The origins of the word are appropriately somewhat tangled. Senses which relate to small houses, enclosures and heaps may derive from either Old English bur (a dwelling) or burg (a fortified enclosure). However, senses relating to guddling about have some connection with the Gaelic verb burach, to dig or root up, which itself may derive from Scots bourie meaning a burrow.
Boorach was still used to refer to a small house in Angus in the twentieth century, but the general senses relating to mess and confusion are more widespread. In Matthew Fitt’s 2000 novel But n Ben A-Go-Go, we find the following description: ‘A sham o normality hingit like a fine stoor owre the boorach o hooseless citizens but amang fowk an their faimlies, the tension wis as thick as clart’.

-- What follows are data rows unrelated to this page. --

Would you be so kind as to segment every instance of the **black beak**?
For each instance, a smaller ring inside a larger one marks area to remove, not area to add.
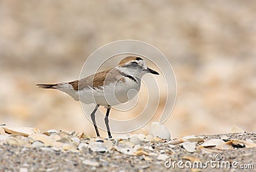
[[[159,75],[159,74],[157,72],[156,72],[156,71],[155,71],[154,70],[152,70],[150,68],[147,68],[147,70],[148,70],[148,73],[151,73],[151,74],[155,74],[155,75]]]

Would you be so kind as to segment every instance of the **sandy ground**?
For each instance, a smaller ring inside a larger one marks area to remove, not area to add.
[[[255,134],[237,133],[223,134],[216,135],[204,135],[204,139],[219,139],[226,136],[232,139],[245,140],[251,139],[256,141]],[[165,160],[159,160],[156,156],[145,155],[128,155],[116,150],[107,153],[93,152],[90,149],[85,149],[83,152],[72,153],[56,152],[47,147],[43,148],[28,148],[22,146],[3,145],[0,147],[0,171],[253,171],[253,169],[239,169],[241,164],[256,166],[256,148],[237,147],[232,150],[220,150],[214,147],[197,148],[193,153],[186,151],[182,146],[170,148],[170,144],[165,141],[143,142],[142,147],[152,146],[151,153],[167,154],[173,162],[182,161],[184,163],[193,163],[195,160],[206,163],[207,161],[216,161],[216,155],[221,155],[221,162],[228,162],[229,166],[225,168],[180,169],[173,166],[170,169],[164,166]],[[115,141],[114,141],[115,142]],[[114,144],[116,144],[114,143]],[[148,152],[148,150],[147,151]],[[166,160],[170,160],[168,158]],[[236,162],[236,163],[235,163]],[[237,162],[237,163],[236,163]],[[217,162],[215,162],[217,163]],[[232,167],[235,163],[235,168]],[[185,164],[182,166],[184,167]],[[218,164],[212,164],[217,166]]]
[[[253,132],[255,6],[247,0],[1,1],[0,123],[93,136],[79,103],[35,84],[76,79],[95,50],[134,39],[157,47],[173,68],[177,98],[164,123],[173,137],[227,132],[233,125]]]

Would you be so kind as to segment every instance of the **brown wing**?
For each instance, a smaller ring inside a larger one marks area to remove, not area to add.
[[[110,68],[102,72],[96,73],[80,80],[69,82],[75,90],[83,90],[86,88],[100,88],[103,85],[118,80],[118,72],[115,68]],[[106,79],[107,77],[107,79]],[[120,79],[120,78],[119,78]],[[105,81],[106,80],[106,81]]]

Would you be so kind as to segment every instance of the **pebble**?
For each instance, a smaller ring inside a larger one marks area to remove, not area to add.
[[[221,143],[224,143],[225,141],[223,141],[222,139],[210,139],[205,141],[203,144],[201,145],[201,146],[207,147],[207,146],[215,146],[218,145],[220,145]]]
[[[194,152],[196,150],[196,143],[195,142],[184,142],[180,143],[180,145],[188,152]]]
[[[40,148],[44,146],[44,143],[40,141],[36,141],[32,143],[31,146],[33,148]]]
[[[99,165],[100,165],[98,162],[92,161],[89,159],[85,159],[85,160],[83,160],[83,164],[84,164],[85,165],[88,165],[88,166],[95,166],[95,167],[99,166]]]
[[[102,139],[92,139],[89,142],[89,148],[93,152],[106,152],[113,147],[111,141]]]
[[[36,133],[29,135],[29,137],[30,138],[32,138],[35,141],[42,141],[42,143],[44,143],[45,146],[52,146],[53,145],[53,139],[46,135],[40,133]]]
[[[169,158],[169,156],[165,154],[160,154],[156,158],[158,160],[165,160],[166,159]]]
[[[158,137],[165,139],[169,139],[171,137],[169,130],[163,124],[158,122],[152,123],[150,132],[154,137]]]
[[[140,141],[140,139],[136,136],[133,136],[133,137],[129,138],[129,140],[131,142],[133,143],[135,145],[141,145],[141,141]]]

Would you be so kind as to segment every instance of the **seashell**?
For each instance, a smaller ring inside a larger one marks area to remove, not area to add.
[[[244,132],[244,130],[242,130],[239,127],[236,125],[233,125],[233,127],[231,129],[230,131],[231,133],[236,133],[236,132]]]
[[[152,146],[145,146],[143,147],[143,148],[144,149],[147,149],[147,150],[151,150],[151,151],[154,150]]]
[[[154,141],[155,139],[154,139],[153,136],[152,135],[147,135],[144,141]]]
[[[129,141],[134,144],[134,145],[141,145],[141,141],[140,139],[135,136],[133,136],[131,138],[129,138]]]
[[[43,146],[44,146],[44,143],[40,141],[34,141],[31,145],[31,147],[33,148],[41,148]]]
[[[47,130],[45,132],[43,132],[42,134],[45,134],[45,135],[46,135],[47,136],[50,136],[51,135],[52,135],[54,134],[58,133],[59,132],[60,132],[60,130],[58,130],[50,129],[50,130]]]
[[[205,141],[203,144],[201,145],[201,146],[203,146],[204,147],[207,147],[207,146],[215,146],[218,145],[220,145],[221,143],[225,143],[224,141],[222,139],[213,139],[211,140],[207,140]]]
[[[0,134],[0,141],[5,140],[8,137],[9,137],[8,135]]]
[[[169,156],[165,154],[160,154],[156,158],[158,160],[165,160],[166,159],[169,158]]]
[[[154,137],[159,137],[161,139],[169,139],[171,134],[167,129],[158,122],[152,122],[150,126],[150,132]]]
[[[76,148],[74,148],[70,145],[67,143],[63,145],[63,146],[62,146],[62,149],[65,151],[69,151],[72,152],[79,152],[79,151]]]
[[[182,137],[183,139],[185,139],[190,142],[203,142],[204,141],[204,137],[200,137],[200,136],[195,136],[195,135],[192,136],[188,136]]]
[[[107,152],[113,148],[113,143],[109,140],[93,138],[90,141],[89,147],[93,152]]]
[[[80,144],[80,139],[78,137],[71,137],[72,144],[77,147]]]
[[[6,133],[5,133],[5,131],[4,131],[4,129],[3,129],[3,127],[0,127],[0,134],[6,134]]]
[[[220,137],[220,139],[221,139],[221,140],[228,140],[228,139],[230,139],[230,137],[228,137],[228,136],[221,136],[221,137]]]
[[[135,155],[136,152],[136,150],[122,143],[118,144],[118,145],[116,145],[115,148],[122,153],[129,155]]]
[[[180,138],[180,139],[176,139],[174,140],[172,140],[171,141],[168,142],[168,143],[170,143],[171,145],[179,145],[180,143],[184,143],[184,142],[188,142],[189,141],[184,139],[184,138]]]
[[[22,143],[20,140],[12,137],[10,136],[4,139],[4,144],[8,145],[12,145],[12,146],[22,146]]]
[[[60,136],[56,134],[51,135],[49,137],[50,138],[52,138],[54,141],[60,140],[61,139],[61,137]]]
[[[98,162],[92,161],[92,160],[88,160],[88,159],[85,159],[85,160],[83,160],[82,163],[85,165],[88,165],[88,166],[90,166],[98,167],[100,166],[99,163]]]
[[[216,146],[216,148],[219,150],[234,150],[236,148],[255,147],[256,147],[255,143],[243,140],[230,140]]]
[[[63,138],[60,139],[60,140],[57,140],[57,141],[62,143],[70,144],[72,142],[72,140],[71,140],[71,139],[70,139],[68,137],[63,137]]]
[[[143,134],[137,134],[137,137],[140,140],[143,140],[145,138],[145,136]]]
[[[82,151],[83,149],[86,149],[89,147],[89,145],[85,143],[81,143],[78,145],[77,148],[79,150]]]
[[[180,143],[183,148],[188,152],[194,152],[196,151],[196,143],[195,142],[184,142]]]
[[[5,132],[10,134],[17,134],[25,137],[28,137],[29,135],[33,134],[40,132],[39,129],[31,127],[17,127],[10,125],[3,125],[2,128],[4,130]]]
[[[52,146],[54,140],[45,134],[36,133],[29,135],[28,137],[32,138],[35,141],[42,141],[44,143],[45,146]]]

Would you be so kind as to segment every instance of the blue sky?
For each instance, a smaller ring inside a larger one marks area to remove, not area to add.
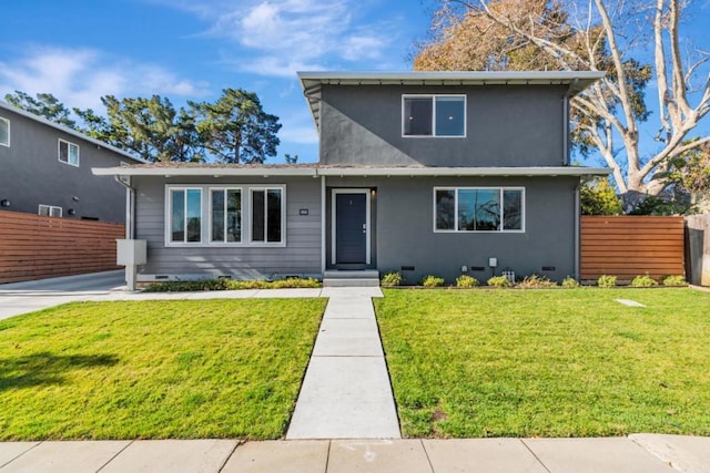
[[[100,111],[106,94],[178,106],[242,88],[281,119],[272,162],[317,161],[296,71],[409,70],[429,25],[419,0],[22,0],[2,14],[0,97],[50,92]]]
[[[278,156],[270,162],[283,162],[285,153],[314,162],[317,137],[296,71],[409,70],[413,43],[426,38],[434,4],[434,0],[6,1],[0,97],[14,90],[50,92],[69,106],[102,111],[100,97],[106,94],[159,94],[180,106],[186,100],[216,100],[224,88],[242,88],[256,92],[265,111],[283,124]],[[691,2],[688,13],[682,32],[708,50],[710,0]],[[700,75],[704,73],[707,68]],[[655,94],[651,83],[647,91],[651,107]],[[707,134],[704,122],[700,132]],[[659,146],[652,140],[656,123],[651,119],[641,130],[648,153]]]

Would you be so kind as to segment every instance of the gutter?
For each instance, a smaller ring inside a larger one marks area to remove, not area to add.
[[[575,94],[579,79],[575,78],[562,96],[562,165],[569,166],[569,99]]]

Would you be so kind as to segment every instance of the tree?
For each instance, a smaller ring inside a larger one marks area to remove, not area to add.
[[[597,177],[579,188],[582,215],[619,215],[621,199],[608,177]]]
[[[113,146],[154,161],[203,161],[196,117],[184,109],[175,110],[166,97],[118,100],[101,97],[106,117],[92,110],[74,110],[83,120],[87,134]]]
[[[215,103],[190,102],[204,147],[225,163],[263,163],[276,155],[281,124],[264,112],[258,96],[242,89],[224,89]]]
[[[627,200],[659,195],[665,179],[652,178],[683,153],[710,142],[689,141],[710,111],[710,80],[693,88],[710,54],[681,51],[679,0],[647,2],[590,0],[444,0],[433,21],[433,39],[417,47],[419,70],[591,70],[607,75],[572,99],[571,117],[580,151],[596,150],[612,169]],[[640,31],[635,34],[632,28]],[[650,39],[651,63],[635,58]],[[645,90],[658,86],[659,145],[641,146],[639,126],[651,116]],[[694,91],[694,93],[693,93]],[[694,100],[694,104],[691,101]],[[653,148],[651,153],[641,150]]]
[[[6,94],[4,100],[36,115],[45,117],[47,120],[59,123],[60,125],[74,128],[77,122],[71,120],[71,110],[65,107],[54,95],[50,93],[38,93],[34,96],[22,92],[14,91],[12,94]]]

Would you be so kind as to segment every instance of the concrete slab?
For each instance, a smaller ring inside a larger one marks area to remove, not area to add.
[[[40,442],[0,442],[0,469],[39,444]]]
[[[237,446],[223,473],[325,472],[327,440],[248,442]]]
[[[423,440],[422,443],[435,472],[547,472],[519,439]]]
[[[131,443],[101,473],[219,472],[235,440],[144,440]]]
[[[11,462],[2,469],[2,472],[93,473],[109,463],[130,443],[130,441],[42,442]]]
[[[378,287],[324,287],[321,297],[384,297]]]
[[[375,319],[324,318],[312,356],[384,357]]]
[[[673,471],[627,438],[526,439],[523,442],[551,473]]]
[[[331,442],[328,473],[433,473],[419,440]]]
[[[710,436],[637,433],[629,439],[677,471],[710,472]]]
[[[286,439],[398,439],[384,357],[312,357]]]

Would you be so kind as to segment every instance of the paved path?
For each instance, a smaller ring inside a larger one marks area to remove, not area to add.
[[[286,439],[399,436],[372,298],[342,290],[325,309]]]
[[[710,472],[710,438],[0,443],[17,472]]]

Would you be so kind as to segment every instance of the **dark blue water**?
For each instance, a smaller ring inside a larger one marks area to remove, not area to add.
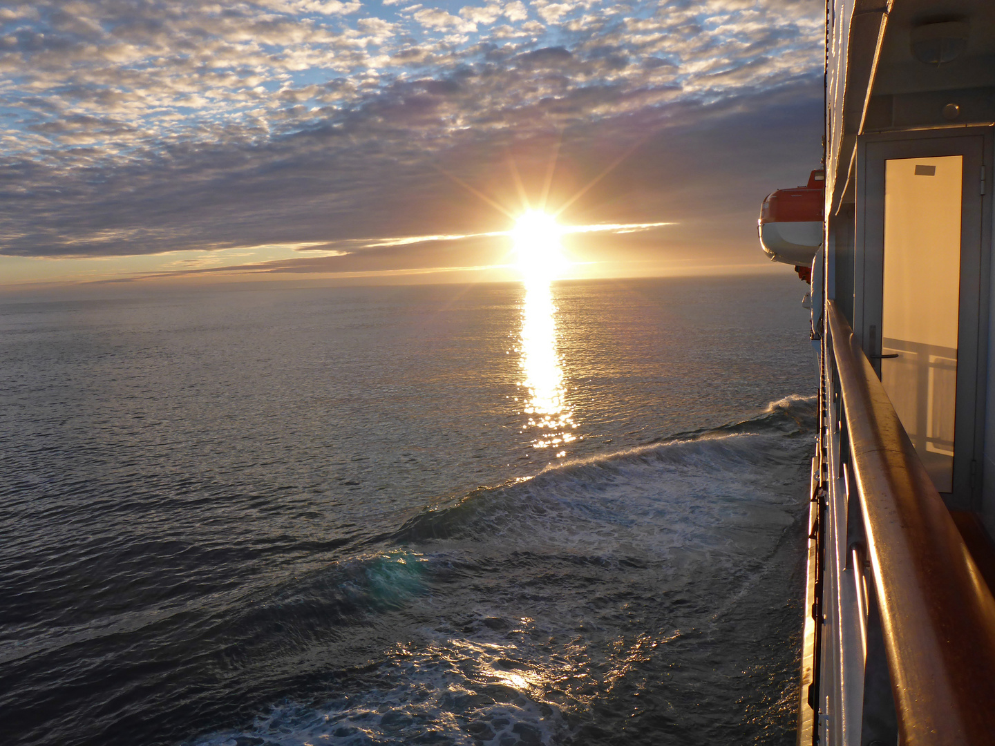
[[[793,743],[802,291],[0,305],[3,742]]]

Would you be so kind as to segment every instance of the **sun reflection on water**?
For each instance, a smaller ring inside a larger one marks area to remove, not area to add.
[[[532,222],[535,222],[534,218]],[[531,226],[527,221],[519,223],[519,230]],[[519,263],[528,268],[526,271],[523,267],[525,298],[521,312],[519,361],[522,372],[520,384],[528,392],[524,413],[529,417],[524,429],[534,432],[533,448],[562,449],[576,440],[570,433],[576,425],[566,401],[563,368],[557,347],[556,304],[551,286],[560,256],[559,235],[544,224],[540,223],[539,227],[544,230],[515,238]],[[540,242],[542,246],[537,245]],[[542,259],[528,263],[526,256]],[[550,257],[554,259],[550,260]],[[563,456],[566,456],[566,451],[558,450],[556,457]]]

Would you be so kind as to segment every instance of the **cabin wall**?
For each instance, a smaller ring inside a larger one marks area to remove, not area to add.
[[[854,206],[844,204],[833,216],[832,297],[851,325],[854,323]]]
[[[995,288],[995,262],[991,261],[992,226],[991,212],[986,215],[989,249],[989,288]],[[981,520],[989,536],[995,536],[995,292],[988,294],[988,371],[985,398],[984,458],[981,465]]]

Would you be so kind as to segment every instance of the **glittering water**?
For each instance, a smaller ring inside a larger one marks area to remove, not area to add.
[[[534,290],[0,305],[4,743],[793,742],[801,285]]]

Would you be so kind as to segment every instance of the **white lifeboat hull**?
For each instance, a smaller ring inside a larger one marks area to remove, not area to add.
[[[811,267],[822,246],[822,221],[759,223],[760,246],[773,262]]]

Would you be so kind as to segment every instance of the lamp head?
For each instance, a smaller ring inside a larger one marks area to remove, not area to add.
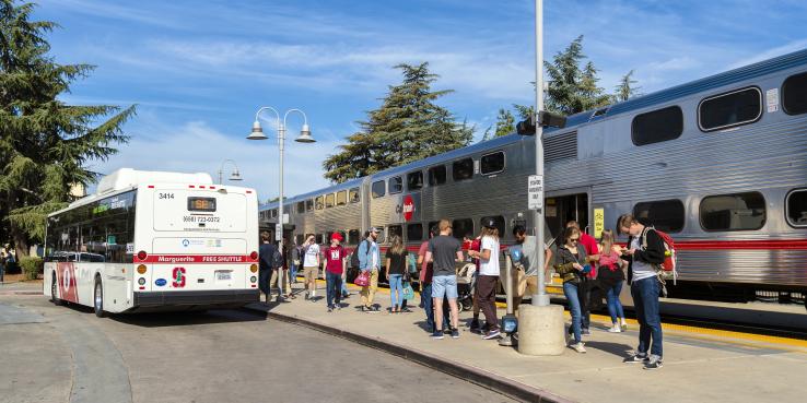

An account of a visit to the Cromarty Courthouse Museum that appeared in the Aberdeen Evening Express in April 2001 recorded the sense of a fight: ‘Life-sized animatronic figures - judges, solicitors and prisoners - acted out scenes from a real trial ... On trial was one Cuthbert Mackenzie, charged with drinking, dancing and creating a general boorach (a stushie!)’
Also from 2018, in a very descriptive combining form, Hansard recorded a question from Hannah Bardell to Theresa May (then Prime Minister of the UK) with reference to the Brexit deal under discussion: ‘I ask this on behalf of the many Livingston constituents who have been in touch with me, and, I am sure, many people across the United Kingdom. What the heck is going on? This is a complete and utter clusterbùrach.’